Le Hunte said WASA was also starting an extensive drilling programme in Tobago and within the next 18 months, and together with the dredging of the Hillsborough dam, it will result in self-sufficiency on the island. By the end of next year, he said all of Tobago should have water at least 24/4, but very close to 24/7.
In the Paramin and Maraval area, he said, there is a need to increase storage and pumps to get the water up those hills.
“We have put a special plan in place centred around pipes going to Paramin, storage capacity, drilling of some more wells in the Moka area to supply that Maraval/Paramin area to take them up to 24/4 by the end of this period.”
In addition, there are pipes that need changing or fixing. Le Hunte said some 23 km of pipe throughout TT inGuapo, Point Fortin, Arima, St Augustine, San Fernando and Fyzabad will be attended to.
Earlier, Le Hunte saidthe 2019 dry period had been the harshest in the last 16 years and the third harshest in the last 74 years. Not much rainfall is expected between June and August, so coming out of that dry period, “We are starting from a position where our rivers are low and our dams are not at the level where we would like them to be. In the case of Hollis, we are 40 per cent below the long-term average; Caroni: 32 per cent; Navet: 52 per cent; Tobago: 24 per cent.

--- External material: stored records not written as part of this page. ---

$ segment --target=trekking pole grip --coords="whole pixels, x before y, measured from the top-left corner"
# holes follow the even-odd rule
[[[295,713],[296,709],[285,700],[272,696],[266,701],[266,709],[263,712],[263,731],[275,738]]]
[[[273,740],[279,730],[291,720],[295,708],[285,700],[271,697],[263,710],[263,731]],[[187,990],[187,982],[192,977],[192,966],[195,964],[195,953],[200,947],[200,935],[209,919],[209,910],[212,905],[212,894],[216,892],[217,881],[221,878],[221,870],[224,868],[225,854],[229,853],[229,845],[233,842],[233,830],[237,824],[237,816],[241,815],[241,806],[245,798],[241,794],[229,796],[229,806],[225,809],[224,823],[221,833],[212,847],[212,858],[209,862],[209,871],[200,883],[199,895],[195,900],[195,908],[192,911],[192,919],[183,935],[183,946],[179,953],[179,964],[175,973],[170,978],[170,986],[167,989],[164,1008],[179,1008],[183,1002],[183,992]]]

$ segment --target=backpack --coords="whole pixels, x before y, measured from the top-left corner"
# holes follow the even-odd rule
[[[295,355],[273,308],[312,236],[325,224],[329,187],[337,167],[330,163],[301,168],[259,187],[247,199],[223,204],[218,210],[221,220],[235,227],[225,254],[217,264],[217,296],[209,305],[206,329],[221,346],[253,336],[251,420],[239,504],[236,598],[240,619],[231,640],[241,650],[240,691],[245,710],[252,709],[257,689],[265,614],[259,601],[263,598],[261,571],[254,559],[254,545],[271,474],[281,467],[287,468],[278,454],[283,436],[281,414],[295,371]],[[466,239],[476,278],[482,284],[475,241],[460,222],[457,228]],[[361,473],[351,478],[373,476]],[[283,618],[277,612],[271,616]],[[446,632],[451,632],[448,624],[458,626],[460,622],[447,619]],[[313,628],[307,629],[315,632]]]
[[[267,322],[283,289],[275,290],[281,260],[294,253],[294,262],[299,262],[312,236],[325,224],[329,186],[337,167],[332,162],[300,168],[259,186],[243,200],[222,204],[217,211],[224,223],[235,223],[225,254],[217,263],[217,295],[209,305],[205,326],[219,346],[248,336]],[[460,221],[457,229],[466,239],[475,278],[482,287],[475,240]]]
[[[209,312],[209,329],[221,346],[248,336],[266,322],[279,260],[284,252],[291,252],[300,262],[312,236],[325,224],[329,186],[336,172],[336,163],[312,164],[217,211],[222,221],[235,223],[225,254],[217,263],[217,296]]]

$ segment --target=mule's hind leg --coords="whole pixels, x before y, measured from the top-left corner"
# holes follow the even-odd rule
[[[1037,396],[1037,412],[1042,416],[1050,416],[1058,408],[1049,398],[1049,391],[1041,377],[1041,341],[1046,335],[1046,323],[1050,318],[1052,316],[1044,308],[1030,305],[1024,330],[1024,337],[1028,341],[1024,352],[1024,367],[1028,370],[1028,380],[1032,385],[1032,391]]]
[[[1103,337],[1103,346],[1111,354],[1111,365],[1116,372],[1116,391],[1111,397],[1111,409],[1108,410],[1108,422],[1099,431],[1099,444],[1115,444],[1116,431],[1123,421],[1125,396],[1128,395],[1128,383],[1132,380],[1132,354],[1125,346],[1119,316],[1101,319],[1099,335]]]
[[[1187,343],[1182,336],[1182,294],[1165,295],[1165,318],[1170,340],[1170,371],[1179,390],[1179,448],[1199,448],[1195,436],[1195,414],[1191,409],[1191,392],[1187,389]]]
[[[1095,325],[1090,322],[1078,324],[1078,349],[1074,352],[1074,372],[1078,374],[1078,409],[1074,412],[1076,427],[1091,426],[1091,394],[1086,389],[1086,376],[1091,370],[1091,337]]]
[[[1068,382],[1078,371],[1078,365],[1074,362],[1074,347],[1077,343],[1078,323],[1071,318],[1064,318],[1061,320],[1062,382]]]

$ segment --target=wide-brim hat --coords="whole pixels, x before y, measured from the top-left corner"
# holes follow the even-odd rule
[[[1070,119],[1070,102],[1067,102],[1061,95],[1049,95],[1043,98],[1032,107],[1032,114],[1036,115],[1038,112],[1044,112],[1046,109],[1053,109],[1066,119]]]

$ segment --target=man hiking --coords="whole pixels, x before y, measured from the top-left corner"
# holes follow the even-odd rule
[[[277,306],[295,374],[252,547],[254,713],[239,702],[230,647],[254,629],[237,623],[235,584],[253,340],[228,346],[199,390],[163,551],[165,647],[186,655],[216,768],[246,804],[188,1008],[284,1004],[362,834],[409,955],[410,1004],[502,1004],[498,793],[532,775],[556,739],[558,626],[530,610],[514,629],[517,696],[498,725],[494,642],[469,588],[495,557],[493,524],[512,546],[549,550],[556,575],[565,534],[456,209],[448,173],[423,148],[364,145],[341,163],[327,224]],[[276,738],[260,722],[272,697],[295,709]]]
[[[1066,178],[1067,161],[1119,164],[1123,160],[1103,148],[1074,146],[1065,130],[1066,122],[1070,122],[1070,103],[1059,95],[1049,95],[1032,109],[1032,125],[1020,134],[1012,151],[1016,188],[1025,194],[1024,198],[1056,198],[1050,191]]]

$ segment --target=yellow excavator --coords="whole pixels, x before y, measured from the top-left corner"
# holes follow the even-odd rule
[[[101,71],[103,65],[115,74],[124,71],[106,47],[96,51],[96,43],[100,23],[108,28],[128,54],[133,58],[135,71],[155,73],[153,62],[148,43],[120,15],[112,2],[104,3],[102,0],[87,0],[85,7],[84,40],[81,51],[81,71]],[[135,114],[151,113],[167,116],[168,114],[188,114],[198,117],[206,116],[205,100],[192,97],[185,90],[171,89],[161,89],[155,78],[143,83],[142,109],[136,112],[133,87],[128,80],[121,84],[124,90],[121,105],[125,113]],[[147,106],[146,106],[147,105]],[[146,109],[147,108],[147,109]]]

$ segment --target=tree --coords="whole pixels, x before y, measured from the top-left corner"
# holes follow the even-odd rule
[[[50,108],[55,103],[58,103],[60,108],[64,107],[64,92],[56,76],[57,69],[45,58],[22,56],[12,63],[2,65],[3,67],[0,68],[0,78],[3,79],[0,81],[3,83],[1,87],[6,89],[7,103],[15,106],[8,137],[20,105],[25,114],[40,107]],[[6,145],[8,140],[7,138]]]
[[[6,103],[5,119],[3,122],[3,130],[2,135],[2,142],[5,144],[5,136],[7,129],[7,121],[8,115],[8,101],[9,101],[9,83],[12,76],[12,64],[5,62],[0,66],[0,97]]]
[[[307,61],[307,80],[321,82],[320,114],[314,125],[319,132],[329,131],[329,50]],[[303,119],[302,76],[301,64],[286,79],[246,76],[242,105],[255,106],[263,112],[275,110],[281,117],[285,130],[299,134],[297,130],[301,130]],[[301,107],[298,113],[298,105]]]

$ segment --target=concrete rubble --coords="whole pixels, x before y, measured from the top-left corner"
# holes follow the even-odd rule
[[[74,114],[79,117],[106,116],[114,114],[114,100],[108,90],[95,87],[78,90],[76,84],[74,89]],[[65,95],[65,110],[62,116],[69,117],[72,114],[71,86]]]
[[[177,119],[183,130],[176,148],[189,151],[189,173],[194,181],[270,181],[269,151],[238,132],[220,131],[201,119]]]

"The bottom line is, we are entering the wet season where the dams are not up to capacity. So we will not be going out there and immediately changing the schedules.”
He said perhaps by Augustm depending on the rainfall, the schedule can be changed.
Alan Poon-King acting CEO of WASA, called for the continued conservation of water.Kenneth Kerr, climatologist at the Meteorological Service, is urging people to use the Met Office forecast for ample preparation for the rainy season..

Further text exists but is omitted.